1943. Maggio. Art.58, c.8. Fucilazione. Bandito aveva ucciso un uomo, risultato essere un ispettore arrivato da Mosca.
1943. Maggio. Art.58, c.7. Quindici anni. Condannato segretario del comitato distrettuale. Voleva fare rapporto sull’aratura in coincidenza con una data scaramantica. Ma, nelle nostre zone, a volte agli inizi di maggio c’è ancora la neve. Furono rovinati dozzine di macchinari e una cinquantina di cavalli furono fatti lavorare fino a farli morire.
1943. Maggio. Art.58, c.7. Dieci anni.
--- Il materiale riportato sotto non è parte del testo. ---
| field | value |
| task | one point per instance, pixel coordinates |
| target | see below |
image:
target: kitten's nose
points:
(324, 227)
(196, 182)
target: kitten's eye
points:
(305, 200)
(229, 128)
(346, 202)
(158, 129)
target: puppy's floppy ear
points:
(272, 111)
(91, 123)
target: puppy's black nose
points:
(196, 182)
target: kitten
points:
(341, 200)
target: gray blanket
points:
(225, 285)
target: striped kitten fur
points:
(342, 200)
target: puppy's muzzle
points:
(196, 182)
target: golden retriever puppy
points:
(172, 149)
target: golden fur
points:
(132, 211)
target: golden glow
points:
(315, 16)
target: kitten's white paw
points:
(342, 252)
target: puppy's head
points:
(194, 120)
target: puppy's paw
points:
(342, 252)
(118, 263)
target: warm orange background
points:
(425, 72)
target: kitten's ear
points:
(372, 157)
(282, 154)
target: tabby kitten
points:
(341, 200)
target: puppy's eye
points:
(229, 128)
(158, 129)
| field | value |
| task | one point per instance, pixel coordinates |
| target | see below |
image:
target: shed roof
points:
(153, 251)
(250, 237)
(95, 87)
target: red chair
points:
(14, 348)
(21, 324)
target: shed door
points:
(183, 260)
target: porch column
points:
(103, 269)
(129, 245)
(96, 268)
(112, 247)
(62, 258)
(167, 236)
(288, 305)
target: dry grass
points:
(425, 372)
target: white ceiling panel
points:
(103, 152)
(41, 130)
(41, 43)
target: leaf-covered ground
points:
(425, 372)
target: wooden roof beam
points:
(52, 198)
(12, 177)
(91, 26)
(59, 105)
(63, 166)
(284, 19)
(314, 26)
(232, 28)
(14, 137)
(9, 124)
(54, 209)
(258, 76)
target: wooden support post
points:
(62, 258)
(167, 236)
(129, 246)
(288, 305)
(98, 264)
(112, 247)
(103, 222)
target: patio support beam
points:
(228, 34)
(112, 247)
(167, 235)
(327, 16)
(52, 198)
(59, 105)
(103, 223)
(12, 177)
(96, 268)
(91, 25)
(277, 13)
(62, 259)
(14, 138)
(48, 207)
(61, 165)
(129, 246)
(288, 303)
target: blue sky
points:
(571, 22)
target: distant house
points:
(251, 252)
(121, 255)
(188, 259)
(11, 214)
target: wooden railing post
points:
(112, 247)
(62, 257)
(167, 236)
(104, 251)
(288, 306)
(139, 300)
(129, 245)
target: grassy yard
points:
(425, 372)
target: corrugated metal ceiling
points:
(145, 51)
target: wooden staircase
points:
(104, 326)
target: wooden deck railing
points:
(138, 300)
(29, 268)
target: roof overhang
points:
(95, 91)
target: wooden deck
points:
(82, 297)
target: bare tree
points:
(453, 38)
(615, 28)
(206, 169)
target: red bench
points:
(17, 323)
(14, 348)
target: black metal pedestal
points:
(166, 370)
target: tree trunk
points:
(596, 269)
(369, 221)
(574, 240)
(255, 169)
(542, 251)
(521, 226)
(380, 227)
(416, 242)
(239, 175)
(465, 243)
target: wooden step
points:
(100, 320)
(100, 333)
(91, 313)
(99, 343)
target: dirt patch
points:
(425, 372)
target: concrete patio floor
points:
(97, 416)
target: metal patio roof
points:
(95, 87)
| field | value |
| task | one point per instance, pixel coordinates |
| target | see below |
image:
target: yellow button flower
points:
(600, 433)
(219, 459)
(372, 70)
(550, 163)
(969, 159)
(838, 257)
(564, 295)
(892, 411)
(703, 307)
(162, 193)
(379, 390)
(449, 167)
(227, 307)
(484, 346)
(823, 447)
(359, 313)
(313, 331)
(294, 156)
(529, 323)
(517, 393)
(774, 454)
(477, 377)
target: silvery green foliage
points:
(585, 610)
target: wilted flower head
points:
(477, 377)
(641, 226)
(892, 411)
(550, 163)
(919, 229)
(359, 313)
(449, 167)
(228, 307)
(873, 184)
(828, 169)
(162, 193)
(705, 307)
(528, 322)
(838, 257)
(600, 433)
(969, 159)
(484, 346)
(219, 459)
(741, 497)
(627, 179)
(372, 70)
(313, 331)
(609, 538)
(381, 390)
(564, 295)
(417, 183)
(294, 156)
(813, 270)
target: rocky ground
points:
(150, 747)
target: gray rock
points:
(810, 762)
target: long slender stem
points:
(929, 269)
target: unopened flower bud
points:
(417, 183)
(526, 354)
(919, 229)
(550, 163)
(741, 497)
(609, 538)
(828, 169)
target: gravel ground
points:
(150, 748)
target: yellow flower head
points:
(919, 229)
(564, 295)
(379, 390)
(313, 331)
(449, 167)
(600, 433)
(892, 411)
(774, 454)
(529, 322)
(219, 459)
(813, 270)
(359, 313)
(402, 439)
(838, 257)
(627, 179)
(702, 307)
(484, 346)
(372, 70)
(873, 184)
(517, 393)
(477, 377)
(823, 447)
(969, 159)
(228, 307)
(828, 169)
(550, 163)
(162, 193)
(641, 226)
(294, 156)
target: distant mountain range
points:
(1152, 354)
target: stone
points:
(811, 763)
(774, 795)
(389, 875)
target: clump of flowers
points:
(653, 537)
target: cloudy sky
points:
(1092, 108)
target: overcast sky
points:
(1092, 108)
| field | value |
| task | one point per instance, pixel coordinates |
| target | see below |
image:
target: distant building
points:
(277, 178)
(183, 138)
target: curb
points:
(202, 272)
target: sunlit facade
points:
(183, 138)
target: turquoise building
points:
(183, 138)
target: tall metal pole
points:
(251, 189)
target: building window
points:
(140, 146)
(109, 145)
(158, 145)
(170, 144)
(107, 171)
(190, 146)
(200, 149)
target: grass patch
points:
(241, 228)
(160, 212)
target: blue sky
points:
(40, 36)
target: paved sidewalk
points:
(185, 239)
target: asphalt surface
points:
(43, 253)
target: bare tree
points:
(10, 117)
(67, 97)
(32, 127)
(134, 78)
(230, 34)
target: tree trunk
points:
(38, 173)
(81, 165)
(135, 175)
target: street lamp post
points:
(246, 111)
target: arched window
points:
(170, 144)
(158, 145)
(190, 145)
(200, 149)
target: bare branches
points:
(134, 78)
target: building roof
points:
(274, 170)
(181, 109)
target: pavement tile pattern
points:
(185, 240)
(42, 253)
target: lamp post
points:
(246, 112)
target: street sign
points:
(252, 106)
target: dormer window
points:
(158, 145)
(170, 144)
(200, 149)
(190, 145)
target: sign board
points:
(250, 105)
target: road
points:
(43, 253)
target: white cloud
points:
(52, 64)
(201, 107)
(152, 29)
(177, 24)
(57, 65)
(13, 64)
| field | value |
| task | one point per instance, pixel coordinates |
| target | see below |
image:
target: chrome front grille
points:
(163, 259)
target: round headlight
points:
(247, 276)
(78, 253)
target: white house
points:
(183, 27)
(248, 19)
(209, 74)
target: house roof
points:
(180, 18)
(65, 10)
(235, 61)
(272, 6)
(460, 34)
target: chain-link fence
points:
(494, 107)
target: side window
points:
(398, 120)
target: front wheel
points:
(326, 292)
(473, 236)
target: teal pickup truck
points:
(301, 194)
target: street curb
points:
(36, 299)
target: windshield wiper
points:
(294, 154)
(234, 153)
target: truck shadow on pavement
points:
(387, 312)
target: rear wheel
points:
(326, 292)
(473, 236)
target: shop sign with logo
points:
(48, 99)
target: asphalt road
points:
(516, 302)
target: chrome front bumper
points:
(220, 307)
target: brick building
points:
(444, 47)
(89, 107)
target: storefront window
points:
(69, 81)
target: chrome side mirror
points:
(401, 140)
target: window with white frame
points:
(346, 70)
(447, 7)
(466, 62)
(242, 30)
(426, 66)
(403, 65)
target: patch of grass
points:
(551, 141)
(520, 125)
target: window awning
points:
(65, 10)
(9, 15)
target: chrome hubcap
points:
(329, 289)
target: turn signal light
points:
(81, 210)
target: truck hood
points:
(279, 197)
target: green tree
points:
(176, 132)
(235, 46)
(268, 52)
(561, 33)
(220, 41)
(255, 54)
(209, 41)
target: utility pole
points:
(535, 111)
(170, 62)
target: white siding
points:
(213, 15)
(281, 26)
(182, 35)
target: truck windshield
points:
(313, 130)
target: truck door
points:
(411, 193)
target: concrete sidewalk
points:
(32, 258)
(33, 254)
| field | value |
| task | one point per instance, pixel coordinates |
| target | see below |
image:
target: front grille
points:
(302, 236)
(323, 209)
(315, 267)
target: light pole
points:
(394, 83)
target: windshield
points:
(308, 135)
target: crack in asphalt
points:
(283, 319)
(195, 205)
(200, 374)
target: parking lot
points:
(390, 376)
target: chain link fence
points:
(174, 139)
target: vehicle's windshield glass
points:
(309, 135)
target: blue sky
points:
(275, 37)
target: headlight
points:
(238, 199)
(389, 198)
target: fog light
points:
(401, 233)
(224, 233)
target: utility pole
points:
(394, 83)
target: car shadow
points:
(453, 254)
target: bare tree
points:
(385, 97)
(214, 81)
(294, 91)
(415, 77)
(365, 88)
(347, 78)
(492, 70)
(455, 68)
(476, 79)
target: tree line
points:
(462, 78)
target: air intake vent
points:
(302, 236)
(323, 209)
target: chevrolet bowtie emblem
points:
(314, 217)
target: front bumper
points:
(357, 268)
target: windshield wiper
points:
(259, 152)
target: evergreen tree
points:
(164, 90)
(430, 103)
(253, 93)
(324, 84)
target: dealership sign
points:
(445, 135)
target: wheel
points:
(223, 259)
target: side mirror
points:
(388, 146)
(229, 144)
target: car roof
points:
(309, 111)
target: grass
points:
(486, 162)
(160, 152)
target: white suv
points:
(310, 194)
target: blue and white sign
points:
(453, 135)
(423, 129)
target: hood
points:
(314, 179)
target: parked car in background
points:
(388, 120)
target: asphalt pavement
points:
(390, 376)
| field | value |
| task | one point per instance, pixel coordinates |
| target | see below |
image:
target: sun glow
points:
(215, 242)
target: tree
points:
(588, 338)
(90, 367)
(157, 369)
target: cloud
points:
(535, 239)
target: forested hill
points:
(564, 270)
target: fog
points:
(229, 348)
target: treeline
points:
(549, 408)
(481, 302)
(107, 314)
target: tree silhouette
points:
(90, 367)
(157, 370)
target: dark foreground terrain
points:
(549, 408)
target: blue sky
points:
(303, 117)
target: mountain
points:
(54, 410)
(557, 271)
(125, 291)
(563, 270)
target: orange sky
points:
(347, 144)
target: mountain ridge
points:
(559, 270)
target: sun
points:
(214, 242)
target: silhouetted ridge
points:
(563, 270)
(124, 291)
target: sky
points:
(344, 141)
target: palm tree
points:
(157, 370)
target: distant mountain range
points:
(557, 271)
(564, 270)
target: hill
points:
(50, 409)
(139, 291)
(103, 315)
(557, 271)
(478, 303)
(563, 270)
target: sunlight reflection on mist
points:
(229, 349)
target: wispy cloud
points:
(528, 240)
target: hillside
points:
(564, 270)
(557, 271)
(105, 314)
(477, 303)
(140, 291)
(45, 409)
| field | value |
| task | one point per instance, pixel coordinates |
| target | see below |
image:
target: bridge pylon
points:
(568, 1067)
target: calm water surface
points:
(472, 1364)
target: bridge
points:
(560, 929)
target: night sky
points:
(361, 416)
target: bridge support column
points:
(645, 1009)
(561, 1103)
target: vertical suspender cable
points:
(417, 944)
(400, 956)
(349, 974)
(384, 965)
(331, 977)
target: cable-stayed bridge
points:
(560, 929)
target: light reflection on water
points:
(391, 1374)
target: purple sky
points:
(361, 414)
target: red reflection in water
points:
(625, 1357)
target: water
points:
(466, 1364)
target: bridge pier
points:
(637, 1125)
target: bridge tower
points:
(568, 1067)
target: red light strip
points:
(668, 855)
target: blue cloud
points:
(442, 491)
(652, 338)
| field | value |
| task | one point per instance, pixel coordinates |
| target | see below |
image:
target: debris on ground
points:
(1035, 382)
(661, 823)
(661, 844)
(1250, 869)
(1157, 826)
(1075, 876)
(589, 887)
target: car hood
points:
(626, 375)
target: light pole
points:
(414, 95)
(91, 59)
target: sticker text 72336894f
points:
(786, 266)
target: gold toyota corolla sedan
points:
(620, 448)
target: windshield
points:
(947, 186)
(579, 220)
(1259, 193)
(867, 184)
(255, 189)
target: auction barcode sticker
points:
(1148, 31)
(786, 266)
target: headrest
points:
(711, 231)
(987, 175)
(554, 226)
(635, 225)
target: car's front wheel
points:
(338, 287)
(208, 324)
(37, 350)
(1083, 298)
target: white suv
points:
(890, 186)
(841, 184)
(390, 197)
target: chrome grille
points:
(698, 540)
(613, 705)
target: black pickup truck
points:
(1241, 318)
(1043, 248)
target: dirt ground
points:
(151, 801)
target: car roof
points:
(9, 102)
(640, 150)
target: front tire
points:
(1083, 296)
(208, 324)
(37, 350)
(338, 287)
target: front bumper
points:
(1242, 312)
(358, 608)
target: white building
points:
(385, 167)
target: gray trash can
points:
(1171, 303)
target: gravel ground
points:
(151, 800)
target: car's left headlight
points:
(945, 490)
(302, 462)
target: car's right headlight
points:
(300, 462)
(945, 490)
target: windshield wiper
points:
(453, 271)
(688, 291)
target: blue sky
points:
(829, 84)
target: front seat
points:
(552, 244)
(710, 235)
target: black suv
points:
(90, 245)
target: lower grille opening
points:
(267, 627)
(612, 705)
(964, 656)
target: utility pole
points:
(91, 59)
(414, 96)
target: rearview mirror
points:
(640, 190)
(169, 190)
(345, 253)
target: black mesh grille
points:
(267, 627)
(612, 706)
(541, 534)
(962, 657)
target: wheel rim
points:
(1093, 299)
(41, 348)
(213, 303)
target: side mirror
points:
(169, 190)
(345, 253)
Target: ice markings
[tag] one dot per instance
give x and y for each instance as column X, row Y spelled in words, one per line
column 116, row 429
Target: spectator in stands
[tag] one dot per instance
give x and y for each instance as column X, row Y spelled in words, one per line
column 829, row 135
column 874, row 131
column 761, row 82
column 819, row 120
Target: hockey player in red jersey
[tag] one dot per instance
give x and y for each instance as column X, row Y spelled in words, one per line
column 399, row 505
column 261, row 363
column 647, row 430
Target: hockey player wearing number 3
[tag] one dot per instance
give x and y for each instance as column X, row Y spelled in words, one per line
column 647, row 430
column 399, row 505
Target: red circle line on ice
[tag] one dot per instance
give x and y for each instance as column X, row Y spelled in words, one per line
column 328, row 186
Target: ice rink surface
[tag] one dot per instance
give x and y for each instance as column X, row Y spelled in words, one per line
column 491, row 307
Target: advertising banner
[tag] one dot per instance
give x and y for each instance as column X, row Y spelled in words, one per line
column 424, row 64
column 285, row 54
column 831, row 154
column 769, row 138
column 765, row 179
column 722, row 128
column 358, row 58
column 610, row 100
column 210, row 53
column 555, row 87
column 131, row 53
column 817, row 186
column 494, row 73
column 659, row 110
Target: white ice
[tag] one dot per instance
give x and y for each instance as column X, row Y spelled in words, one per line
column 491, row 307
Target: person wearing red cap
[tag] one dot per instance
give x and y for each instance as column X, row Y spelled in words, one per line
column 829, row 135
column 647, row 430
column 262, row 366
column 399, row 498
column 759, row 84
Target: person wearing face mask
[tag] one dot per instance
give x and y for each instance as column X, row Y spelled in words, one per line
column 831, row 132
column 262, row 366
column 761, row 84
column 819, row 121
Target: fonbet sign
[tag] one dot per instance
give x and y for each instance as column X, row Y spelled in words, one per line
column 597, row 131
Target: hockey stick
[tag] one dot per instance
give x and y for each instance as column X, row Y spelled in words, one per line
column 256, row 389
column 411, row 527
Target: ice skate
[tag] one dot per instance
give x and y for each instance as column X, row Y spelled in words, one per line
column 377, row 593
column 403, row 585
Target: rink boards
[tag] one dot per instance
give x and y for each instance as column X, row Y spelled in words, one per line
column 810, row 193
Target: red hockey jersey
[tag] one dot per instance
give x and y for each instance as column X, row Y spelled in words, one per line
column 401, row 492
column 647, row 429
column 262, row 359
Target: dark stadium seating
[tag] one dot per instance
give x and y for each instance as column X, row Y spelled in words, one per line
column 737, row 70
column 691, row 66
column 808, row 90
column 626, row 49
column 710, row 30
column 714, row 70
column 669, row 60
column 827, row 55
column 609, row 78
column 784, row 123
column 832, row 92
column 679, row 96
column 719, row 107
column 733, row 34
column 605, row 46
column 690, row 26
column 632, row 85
Trattorista alticcio aveva confuso il campo, dato che c’era ancora la neve e aveva arato quello coi cereali vernini.
Il commento dell’oratore alla conferenza era stato: “La versione secondo cui l’articolo 58 veniva applicato forzatamente, per via dell’eccessiva mitezza degli altri articoli del Codice Penale ‘totalitario’, è qui confermata in maniera eccellente“.
Ora, la molto legittima domanda che sorge spontanea al lettore è: serve ai comunisti, in Italia, conoscere le omelie dei moderni liberali russi e rivangare le storie dei loro antesignani?
Beh. Se la molto moderna “Fact-check, Stopfake.org”, mentre taccia di “informazioni false”, per dire, quella di tre candidati dell’opposizione bielorussa con cittadinanza israeliana, si prende anche la briga di oscurare post Facebook sulle condanne inflitte in URSS negli anni ’30 contro i ladrocini di proprietà pubbliche, in quanto “negazione dei crimini dello stalinismo”, o di censurarne altri a proposito dei Paesi che, a partire dal 1933 e fino al luglio 1939 avevano concluso patti, accordi, intese con la Germania hitleriana, prima del patto di non aggressione tedesco-sovietico del 23 agosto 1939; se una banda di eurosproloquiatori, con il molto attuale obiettivo di mettere oggi al bando comunismo e comunisti, si ritiene in diritto, ad ogni decennale di quel 23 agosto, di infamare l’Unione Sovietica e i comunisti di tutto il mondo; allora può tornare utile conoscere anche come, a carte latitudini, ci si diletti a rotolarsi nei liquami dell’odierno liberalismo russo post-eltsiniano.